Real stability radius of bidimensional systems for linear time-dependent perturbations (Q2721519)

Let \(A\) be a real \(k \times k\)-matrix with the eigenvalues \(\sigma_i (A)\), and assume \(Re [\sigma_i (A)] < 0\) for all \(i\), so that the origin is an asymptotically stable equilibrium for the system \({\dot x} = A x\). One wants to consider a perturbed system, still in linear form, written as \( {\dot x} = \widetilde{A} x\) with \(\widetilde{A} = A + B \Delta C\); here, \(B,C\) are real constant matrices, respectively \(k \times p\) and \(q \times k\)-dimensional; \(\Delta = \Delta (t)\) is a real \(p\times q\)-matrix, smoothly dependent on \(t \in \mathbb{R}_+\). We define as norm of the perturbation \(\Delta (t)\), \(\|\Delta\|_\infty\), the sup of \(\sqrt{\text{Tr} \Delta^T \Delta}\) over \(\mathbb{R}_+\). The inf of the values of \(\|\Delta\|_\infty\) for which the origin is not asymptotically stable for \(\widetilde{A} = A + B \Delta C\) is called the real stability radius of \(A\) for time-dependent linear perturbations of structure \((B,C)\). This is denoted as \(r^-_t (A,B,C)\). In the case where \(\Delta\) does not actually depend on time, the stability radius \(r^-_0\) is the \textit{inf} of the value of \(\sqrt{\text{Tr} \Delta^T \Delta}\) for which the spectrum of \(\widetilde{A}\) does not satisfy \(Re [\sigma_i (\widetilde{A})] < 0\). This case is obviously easier to analyze than the time-dependent one, and general methods for the computation of \(r^-_0\) do indeed exist.
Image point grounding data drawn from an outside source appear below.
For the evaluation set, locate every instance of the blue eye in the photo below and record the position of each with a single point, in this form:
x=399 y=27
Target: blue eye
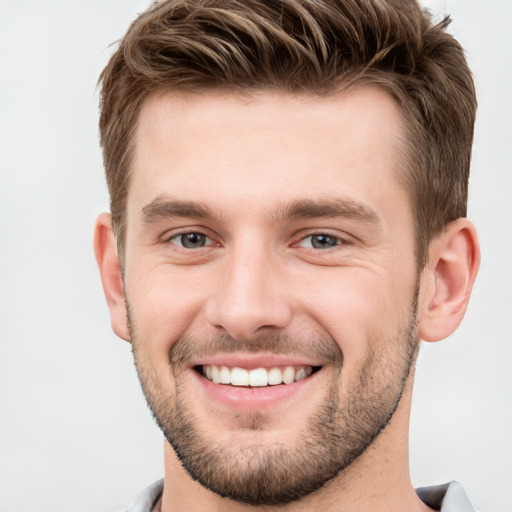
x=321 y=241
x=191 y=240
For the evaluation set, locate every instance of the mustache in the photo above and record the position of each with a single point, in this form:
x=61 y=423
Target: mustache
x=187 y=348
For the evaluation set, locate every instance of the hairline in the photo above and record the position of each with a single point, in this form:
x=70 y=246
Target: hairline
x=344 y=85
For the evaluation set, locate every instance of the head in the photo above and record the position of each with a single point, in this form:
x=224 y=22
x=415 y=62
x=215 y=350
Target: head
x=318 y=48
x=287 y=183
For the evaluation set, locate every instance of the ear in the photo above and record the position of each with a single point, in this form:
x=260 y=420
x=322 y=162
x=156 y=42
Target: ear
x=105 y=249
x=446 y=282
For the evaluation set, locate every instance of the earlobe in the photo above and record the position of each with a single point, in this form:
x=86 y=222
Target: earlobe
x=447 y=281
x=109 y=266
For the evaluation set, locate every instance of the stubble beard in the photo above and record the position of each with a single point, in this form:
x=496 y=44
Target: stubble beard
x=275 y=473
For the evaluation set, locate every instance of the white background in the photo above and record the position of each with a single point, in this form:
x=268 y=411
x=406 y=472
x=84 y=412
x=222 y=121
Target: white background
x=75 y=434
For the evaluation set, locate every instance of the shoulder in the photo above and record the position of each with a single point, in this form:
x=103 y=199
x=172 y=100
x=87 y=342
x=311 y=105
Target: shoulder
x=449 y=497
x=146 y=499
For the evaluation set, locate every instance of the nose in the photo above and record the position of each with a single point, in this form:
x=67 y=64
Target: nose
x=252 y=297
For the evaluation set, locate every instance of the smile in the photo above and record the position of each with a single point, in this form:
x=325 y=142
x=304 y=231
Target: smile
x=256 y=377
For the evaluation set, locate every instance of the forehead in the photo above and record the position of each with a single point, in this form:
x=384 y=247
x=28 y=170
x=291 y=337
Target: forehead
x=267 y=147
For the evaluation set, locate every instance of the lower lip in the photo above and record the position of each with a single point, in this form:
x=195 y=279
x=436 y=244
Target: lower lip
x=252 y=398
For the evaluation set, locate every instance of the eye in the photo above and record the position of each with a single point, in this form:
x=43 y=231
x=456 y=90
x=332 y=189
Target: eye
x=320 y=241
x=192 y=240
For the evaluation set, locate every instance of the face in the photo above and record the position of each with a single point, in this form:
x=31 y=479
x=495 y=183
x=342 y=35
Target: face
x=271 y=283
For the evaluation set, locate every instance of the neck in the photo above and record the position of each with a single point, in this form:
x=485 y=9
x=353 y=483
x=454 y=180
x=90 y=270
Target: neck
x=378 y=480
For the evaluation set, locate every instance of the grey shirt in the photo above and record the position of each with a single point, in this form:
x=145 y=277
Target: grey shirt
x=446 y=498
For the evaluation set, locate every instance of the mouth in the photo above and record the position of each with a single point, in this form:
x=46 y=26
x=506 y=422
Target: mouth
x=236 y=376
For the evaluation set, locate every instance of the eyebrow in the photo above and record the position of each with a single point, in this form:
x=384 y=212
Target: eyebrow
x=338 y=207
x=162 y=208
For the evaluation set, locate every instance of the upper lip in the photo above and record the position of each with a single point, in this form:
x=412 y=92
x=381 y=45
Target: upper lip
x=250 y=361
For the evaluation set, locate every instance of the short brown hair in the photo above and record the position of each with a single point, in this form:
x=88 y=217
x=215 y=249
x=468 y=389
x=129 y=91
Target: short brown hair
x=303 y=46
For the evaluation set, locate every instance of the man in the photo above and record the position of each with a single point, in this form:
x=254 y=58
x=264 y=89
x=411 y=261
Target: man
x=288 y=185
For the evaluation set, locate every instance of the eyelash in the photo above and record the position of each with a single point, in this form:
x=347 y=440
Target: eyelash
x=335 y=238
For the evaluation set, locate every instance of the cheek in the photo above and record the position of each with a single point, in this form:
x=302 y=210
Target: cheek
x=163 y=305
x=359 y=308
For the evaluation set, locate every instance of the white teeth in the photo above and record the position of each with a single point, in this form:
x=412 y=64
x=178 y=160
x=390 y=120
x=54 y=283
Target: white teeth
x=275 y=376
x=239 y=377
x=258 y=377
x=289 y=375
x=225 y=375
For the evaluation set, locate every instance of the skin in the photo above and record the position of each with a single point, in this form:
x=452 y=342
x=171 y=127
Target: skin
x=246 y=160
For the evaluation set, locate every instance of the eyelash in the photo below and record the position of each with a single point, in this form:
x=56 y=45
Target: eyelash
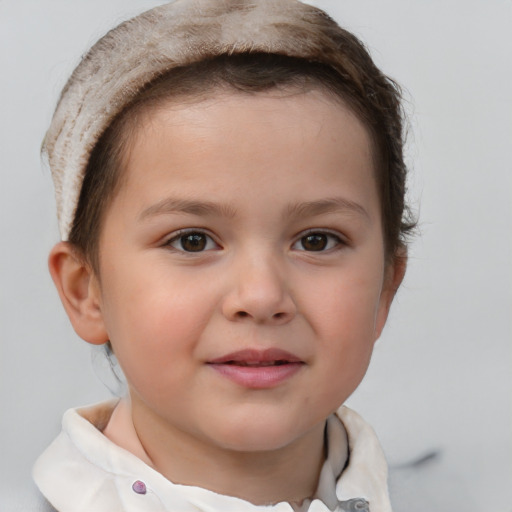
x=332 y=241
x=182 y=234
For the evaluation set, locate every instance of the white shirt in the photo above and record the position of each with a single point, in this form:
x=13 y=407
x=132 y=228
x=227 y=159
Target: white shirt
x=83 y=471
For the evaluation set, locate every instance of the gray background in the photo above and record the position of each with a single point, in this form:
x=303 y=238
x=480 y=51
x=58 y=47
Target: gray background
x=440 y=380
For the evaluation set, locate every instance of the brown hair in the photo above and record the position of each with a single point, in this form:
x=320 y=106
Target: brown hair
x=373 y=97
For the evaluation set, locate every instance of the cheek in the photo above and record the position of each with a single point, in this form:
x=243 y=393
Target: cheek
x=155 y=325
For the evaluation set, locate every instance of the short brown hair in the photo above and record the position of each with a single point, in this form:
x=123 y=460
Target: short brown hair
x=374 y=98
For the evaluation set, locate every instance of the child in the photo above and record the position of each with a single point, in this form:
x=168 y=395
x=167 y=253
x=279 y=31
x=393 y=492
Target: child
x=230 y=192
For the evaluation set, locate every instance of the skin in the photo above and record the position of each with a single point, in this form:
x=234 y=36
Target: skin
x=263 y=172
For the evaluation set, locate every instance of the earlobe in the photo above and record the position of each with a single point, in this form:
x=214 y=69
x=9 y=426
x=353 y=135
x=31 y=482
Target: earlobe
x=394 y=276
x=79 y=292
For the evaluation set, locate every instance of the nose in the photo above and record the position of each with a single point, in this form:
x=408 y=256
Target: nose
x=259 y=293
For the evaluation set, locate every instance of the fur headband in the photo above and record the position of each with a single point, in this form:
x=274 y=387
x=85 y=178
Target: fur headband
x=133 y=54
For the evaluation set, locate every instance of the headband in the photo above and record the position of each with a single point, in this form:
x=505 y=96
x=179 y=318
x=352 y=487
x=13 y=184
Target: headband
x=139 y=50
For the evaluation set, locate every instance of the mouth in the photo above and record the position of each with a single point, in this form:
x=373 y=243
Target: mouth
x=257 y=358
x=257 y=369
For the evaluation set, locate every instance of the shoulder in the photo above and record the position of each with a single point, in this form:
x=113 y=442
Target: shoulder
x=24 y=498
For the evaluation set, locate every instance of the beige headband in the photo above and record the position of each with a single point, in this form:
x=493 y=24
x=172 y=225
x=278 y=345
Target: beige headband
x=141 y=49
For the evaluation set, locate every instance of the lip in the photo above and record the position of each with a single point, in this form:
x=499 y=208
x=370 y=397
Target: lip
x=257 y=369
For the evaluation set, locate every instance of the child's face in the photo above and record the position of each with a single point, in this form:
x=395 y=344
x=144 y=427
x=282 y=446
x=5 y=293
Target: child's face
x=247 y=231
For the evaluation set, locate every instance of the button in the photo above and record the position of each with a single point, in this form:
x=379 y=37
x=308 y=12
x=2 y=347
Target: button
x=139 y=487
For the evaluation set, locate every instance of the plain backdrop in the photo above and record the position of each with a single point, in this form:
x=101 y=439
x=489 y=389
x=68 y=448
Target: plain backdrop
x=440 y=381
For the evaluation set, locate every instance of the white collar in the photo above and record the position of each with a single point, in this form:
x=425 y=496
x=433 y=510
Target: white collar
x=83 y=471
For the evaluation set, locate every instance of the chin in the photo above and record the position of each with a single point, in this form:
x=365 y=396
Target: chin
x=259 y=433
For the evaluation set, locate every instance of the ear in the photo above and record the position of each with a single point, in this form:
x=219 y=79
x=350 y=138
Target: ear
x=79 y=292
x=393 y=277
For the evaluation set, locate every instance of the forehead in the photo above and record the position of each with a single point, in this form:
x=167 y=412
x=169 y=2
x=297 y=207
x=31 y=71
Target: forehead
x=281 y=135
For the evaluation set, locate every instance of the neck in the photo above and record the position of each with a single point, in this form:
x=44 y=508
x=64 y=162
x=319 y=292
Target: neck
x=258 y=477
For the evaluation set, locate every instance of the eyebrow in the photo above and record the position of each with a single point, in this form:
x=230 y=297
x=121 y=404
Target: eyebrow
x=205 y=208
x=323 y=206
x=173 y=205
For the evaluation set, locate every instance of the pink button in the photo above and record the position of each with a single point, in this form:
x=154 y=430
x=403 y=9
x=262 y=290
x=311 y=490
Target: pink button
x=139 y=487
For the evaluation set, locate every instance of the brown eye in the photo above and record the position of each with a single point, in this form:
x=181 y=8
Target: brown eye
x=193 y=241
x=317 y=242
x=314 y=242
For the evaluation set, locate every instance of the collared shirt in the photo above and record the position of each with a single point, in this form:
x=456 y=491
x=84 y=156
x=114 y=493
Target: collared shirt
x=83 y=471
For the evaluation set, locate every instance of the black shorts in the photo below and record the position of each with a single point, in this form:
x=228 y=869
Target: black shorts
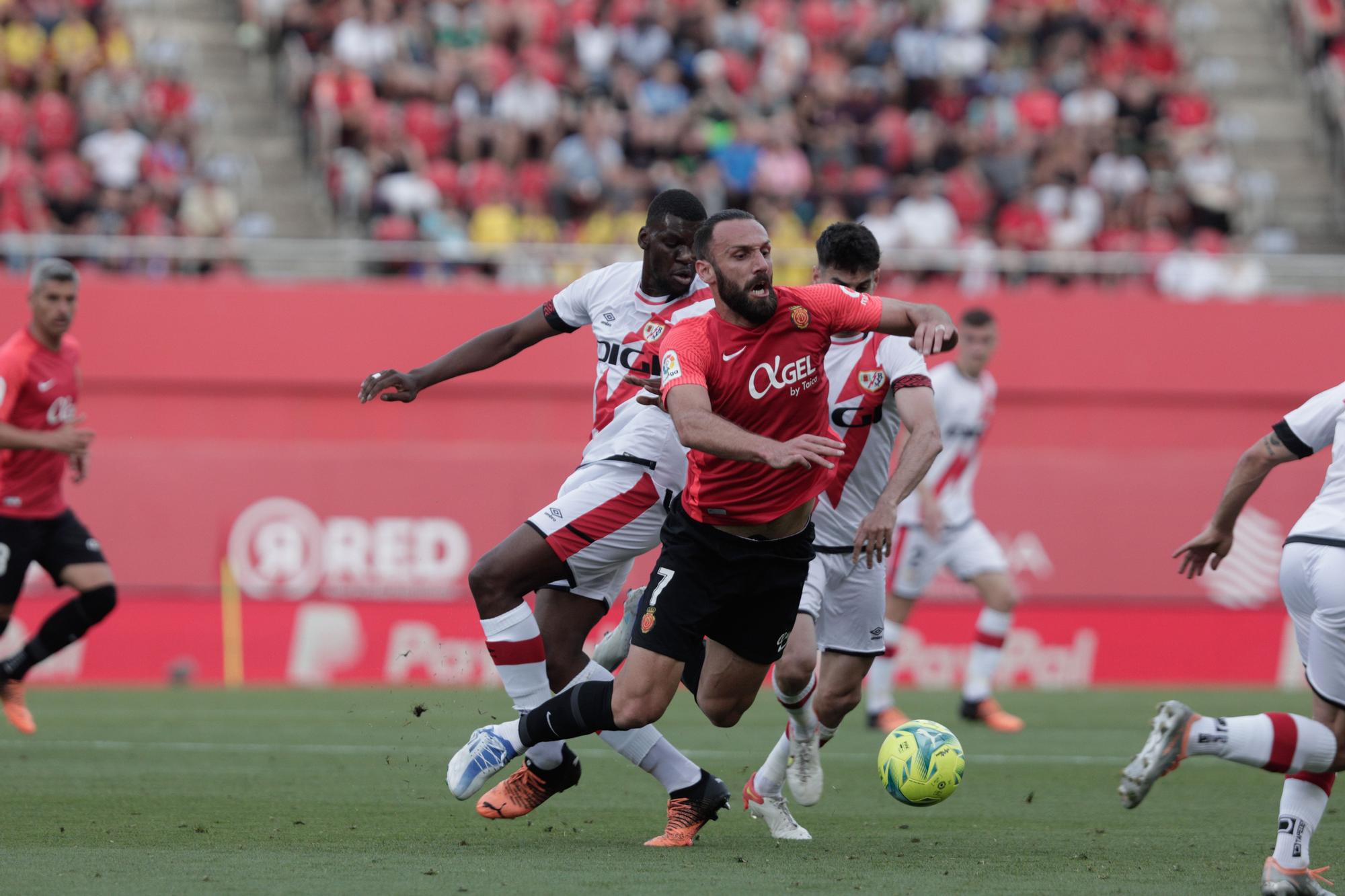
x=54 y=542
x=740 y=592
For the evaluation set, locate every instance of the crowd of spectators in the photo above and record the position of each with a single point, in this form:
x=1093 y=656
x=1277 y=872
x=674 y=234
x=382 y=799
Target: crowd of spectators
x=1023 y=124
x=92 y=140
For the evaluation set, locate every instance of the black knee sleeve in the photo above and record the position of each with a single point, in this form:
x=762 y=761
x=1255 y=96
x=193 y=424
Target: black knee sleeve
x=572 y=713
x=98 y=603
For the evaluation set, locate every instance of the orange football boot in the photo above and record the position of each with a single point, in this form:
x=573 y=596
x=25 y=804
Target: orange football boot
x=529 y=787
x=888 y=719
x=15 y=708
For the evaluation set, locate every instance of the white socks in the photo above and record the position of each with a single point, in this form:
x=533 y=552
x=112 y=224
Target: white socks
x=770 y=778
x=987 y=647
x=1301 y=807
x=879 y=688
x=1274 y=741
x=798 y=705
x=516 y=645
x=645 y=747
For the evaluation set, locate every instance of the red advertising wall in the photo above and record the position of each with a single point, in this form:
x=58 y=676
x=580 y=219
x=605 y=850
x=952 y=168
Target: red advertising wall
x=228 y=428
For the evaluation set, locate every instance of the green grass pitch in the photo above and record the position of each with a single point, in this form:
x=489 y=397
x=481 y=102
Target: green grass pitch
x=295 y=791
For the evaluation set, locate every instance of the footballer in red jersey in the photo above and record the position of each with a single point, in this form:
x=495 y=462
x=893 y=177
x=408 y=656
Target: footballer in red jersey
x=41 y=436
x=748 y=395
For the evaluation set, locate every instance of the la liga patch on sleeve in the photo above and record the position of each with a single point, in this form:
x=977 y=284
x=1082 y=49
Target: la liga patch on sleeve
x=672 y=366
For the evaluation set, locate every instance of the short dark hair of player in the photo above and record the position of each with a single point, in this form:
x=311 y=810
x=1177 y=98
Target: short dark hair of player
x=977 y=318
x=675 y=204
x=849 y=247
x=49 y=270
x=705 y=235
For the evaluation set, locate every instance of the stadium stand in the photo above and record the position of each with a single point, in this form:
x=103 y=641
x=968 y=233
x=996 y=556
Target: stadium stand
x=96 y=140
x=968 y=123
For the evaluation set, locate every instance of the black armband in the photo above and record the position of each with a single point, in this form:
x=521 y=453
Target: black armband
x=1291 y=440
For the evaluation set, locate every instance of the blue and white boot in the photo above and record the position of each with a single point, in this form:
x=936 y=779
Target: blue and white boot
x=486 y=754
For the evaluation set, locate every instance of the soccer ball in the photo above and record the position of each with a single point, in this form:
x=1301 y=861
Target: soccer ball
x=921 y=763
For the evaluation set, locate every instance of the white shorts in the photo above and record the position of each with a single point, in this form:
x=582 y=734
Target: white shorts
x=1312 y=577
x=607 y=514
x=845 y=600
x=968 y=552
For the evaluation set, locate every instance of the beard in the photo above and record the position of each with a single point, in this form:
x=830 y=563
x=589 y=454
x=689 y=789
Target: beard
x=738 y=296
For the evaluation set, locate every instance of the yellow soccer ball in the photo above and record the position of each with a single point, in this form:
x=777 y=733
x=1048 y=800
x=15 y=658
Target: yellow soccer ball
x=921 y=763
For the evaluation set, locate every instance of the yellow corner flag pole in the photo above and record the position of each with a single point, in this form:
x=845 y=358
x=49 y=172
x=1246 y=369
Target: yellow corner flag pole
x=232 y=626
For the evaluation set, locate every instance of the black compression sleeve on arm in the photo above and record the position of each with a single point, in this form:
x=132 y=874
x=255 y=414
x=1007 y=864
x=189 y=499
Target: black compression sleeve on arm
x=1292 y=442
x=572 y=713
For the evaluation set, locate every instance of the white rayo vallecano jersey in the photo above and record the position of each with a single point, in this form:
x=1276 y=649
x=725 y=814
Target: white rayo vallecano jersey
x=629 y=327
x=866 y=373
x=1319 y=423
x=965 y=409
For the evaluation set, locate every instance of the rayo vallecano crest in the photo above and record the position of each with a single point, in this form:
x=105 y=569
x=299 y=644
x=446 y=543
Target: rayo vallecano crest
x=872 y=380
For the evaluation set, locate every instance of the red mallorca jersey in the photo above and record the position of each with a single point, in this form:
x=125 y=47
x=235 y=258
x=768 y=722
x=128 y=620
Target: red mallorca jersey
x=38 y=391
x=767 y=380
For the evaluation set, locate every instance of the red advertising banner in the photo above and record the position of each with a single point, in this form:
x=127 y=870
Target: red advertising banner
x=228 y=430
x=332 y=642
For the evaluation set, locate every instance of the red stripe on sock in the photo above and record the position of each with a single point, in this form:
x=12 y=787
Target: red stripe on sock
x=896 y=560
x=516 y=653
x=989 y=641
x=1321 y=779
x=813 y=685
x=1285 y=743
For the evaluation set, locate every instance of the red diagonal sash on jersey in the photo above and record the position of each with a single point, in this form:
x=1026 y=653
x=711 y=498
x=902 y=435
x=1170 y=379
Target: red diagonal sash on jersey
x=606 y=407
x=605 y=520
x=857 y=436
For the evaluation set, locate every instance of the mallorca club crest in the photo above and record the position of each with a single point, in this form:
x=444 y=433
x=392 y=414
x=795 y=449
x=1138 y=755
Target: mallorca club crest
x=872 y=380
x=672 y=366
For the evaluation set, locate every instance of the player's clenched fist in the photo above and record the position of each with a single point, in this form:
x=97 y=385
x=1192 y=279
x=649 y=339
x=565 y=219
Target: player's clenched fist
x=404 y=386
x=805 y=451
x=71 y=439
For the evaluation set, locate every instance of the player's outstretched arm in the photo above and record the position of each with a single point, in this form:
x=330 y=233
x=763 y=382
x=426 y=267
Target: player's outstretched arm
x=69 y=439
x=481 y=352
x=930 y=327
x=923 y=443
x=700 y=428
x=1218 y=540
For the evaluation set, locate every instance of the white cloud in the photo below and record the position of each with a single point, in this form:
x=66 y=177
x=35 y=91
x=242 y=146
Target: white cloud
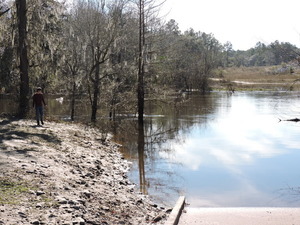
x=243 y=23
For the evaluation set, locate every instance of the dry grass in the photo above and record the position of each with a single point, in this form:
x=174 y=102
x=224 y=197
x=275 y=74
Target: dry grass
x=257 y=78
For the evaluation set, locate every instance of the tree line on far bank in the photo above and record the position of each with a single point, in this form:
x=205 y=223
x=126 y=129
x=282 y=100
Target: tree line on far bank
x=114 y=51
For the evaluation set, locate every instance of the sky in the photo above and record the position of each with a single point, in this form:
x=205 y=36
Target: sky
x=241 y=22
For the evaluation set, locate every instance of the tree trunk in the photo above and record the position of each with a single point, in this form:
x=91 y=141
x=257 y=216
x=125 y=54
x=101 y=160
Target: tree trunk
x=95 y=93
x=141 y=70
x=22 y=52
x=73 y=100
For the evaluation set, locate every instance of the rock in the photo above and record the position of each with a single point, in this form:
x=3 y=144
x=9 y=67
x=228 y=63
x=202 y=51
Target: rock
x=61 y=200
x=38 y=193
x=23 y=215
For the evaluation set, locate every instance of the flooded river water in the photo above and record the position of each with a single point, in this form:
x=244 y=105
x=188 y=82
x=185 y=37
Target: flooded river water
x=217 y=150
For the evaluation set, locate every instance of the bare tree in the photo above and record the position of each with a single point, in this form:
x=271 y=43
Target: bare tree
x=23 y=58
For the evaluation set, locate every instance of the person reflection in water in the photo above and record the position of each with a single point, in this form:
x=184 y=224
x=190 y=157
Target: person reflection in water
x=38 y=103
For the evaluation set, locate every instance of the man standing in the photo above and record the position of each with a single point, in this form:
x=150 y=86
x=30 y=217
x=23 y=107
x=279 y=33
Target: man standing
x=38 y=102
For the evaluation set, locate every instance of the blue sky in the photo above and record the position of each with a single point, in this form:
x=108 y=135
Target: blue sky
x=242 y=22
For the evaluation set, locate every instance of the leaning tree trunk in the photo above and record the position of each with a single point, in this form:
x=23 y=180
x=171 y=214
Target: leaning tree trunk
x=141 y=69
x=22 y=53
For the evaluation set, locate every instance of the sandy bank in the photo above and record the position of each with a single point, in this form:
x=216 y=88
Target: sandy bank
x=63 y=173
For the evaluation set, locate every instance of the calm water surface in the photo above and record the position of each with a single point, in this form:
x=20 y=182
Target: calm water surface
x=217 y=150
x=221 y=150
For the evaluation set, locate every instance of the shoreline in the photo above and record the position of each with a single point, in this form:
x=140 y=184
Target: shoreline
x=64 y=173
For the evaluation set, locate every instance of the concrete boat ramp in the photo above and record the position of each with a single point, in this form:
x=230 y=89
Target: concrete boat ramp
x=182 y=215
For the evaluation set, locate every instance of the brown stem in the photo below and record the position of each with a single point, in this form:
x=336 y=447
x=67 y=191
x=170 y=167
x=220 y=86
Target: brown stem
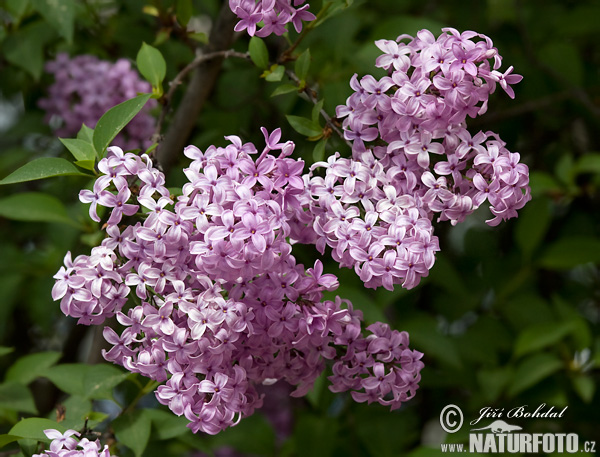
x=173 y=85
x=198 y=91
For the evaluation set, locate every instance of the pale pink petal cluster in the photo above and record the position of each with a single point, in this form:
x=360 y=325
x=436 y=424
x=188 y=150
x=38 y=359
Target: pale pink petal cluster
x=413 y=160
x=218 y=304
x=266 y=17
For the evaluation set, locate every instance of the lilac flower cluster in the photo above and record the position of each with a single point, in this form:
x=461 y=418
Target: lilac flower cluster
x=216 y=301
x=274 y=15
x=413 y=158
x=64 y=445
x=85 y=87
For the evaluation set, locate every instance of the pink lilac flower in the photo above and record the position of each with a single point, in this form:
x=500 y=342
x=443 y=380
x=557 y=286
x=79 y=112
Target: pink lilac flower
x=63 y=445
x=414 y=163
x=221 y=306
x=273 y=14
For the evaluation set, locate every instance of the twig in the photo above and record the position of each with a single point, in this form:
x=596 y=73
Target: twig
x=198 y=91
x=177 y=81
x=329 y=121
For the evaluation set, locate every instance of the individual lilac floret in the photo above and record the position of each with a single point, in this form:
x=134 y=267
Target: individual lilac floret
x=63 y=445
x=218 y=303
x=413 y=159
x=273 y=14
x=85 y=87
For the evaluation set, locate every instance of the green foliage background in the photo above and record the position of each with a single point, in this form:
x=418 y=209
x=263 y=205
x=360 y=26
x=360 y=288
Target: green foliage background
x=509 y=316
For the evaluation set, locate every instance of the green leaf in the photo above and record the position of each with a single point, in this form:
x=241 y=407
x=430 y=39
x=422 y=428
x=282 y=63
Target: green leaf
x=569 y=252
x=44 y=167
x=564 y=58
x=585 y=388
x=184 y=10
x=276 y=73
x=60 y=14
x=17 y=397
x=304 y=126
x=17 y=8
x=82 y=150
x=426 y=337
x=68 y=377
x=25 y=47
x=259 y=53
x=541 y=335
x=29 y=367
x=166 y=425
x=114 y=120
x=302 y=65
x=86 y=134
x=319 y=150
x=284 y=89
x=533 y=370
x=316 y=111
x=76 y=410
x=133 y=430
x=255 y=426
x=86 y=164
x=99 y=381
x=543 y=183
x=532 y=225
x=152 y=65
x=315 y=435
x=33 y=428
x=7 y=439
x=35 y=207
x=493 y=381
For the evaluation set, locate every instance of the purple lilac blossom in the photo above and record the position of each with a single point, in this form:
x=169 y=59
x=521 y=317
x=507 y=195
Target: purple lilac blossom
x=218 y=305
x=413 y=159
x=273 y=14
x=63 y=445
x=85 y=87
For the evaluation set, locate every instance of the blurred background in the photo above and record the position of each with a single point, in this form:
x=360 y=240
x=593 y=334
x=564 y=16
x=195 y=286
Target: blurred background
x=509 y=316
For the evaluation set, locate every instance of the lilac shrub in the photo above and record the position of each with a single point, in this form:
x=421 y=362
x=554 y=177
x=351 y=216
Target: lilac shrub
x=216 y=301
x=271 y=15
x=413 y=159
x=85 y=87
x=211 y=300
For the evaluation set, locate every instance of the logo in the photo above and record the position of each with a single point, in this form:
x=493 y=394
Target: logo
x=499 y=427
x=500 y=436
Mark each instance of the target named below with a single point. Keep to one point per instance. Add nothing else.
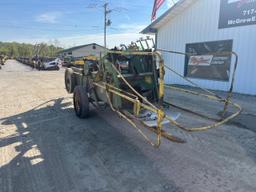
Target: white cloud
(70, 41)
(170, 3)
(131, 27)
(50, 17)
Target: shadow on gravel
(56, 151)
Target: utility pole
(107, 23)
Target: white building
(204, 26)
(83, 50)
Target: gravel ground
(44, 147)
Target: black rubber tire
(81, 102)
(70, 81)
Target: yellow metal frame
(138, 105)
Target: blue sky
(73, 22)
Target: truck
(131, 83)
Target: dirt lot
(45, 147)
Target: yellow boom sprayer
(132, 84)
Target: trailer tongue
(132, 85)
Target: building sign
(203, 64)
(235, 13)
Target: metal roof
(175, 10)
(79, 47)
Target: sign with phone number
(234, 13)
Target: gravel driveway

NEWLINENEWLINENEWLINEThe authors consider the time-dependent problem and focus on the case of \(k=p=q=2\). After giving a formula for \(r^-_0 (A,B,C)\) in this case, they relate the problem of determining \(r^-_t\) to a pair of one-parameter families of homogeneous ODEs, called Barabanov extremal systems . One can determine the values of \(r \in [0,r^-_0 (A,B,C)]\) for which both systems are asymptotically stable, and this leads finally to \(r^-_t (A,B,C) \) in terms of these. A simple example is considered. The result is not in closed form, but it does provide an algorithmic method for the computation of \(r^-_t (A,B,C)\).